We had several issues in the past few days under our applications, and after further analysis, we found out that they are all related to our running instances of sharded MongoDB. During this examination, we noticed that our servers were reporting a lot of connection timeouts. After analyzing our network we discovered that it didn't have any performance issues. The tests results are provided along with this ticket in 'reportNetwork_mongo-20170811.txt' file.
Also, we found some links on the web of people having similar problems to this one that we're facing; this is a group of links that we found:
But even so, we think we are facing an undocumented problem here (maybe related to those others).
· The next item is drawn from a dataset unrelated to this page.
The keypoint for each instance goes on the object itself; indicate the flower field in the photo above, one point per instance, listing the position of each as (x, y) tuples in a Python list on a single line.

A description of the problem:
Some requests made to our sharded clusters give us a timeout message (found at the log from the DB) for no apparent reason or pattern that we could figure out. If we try to perform the same request right after the problematic one, it may works without any problems but sometimes It don't. We even implemented this retry at our application code to mitigate the problem, but since it takes much time to timeout and make the request again, our client experience some slowness due to this issue and making this retry isn't a satisfactory fix to the problem for us.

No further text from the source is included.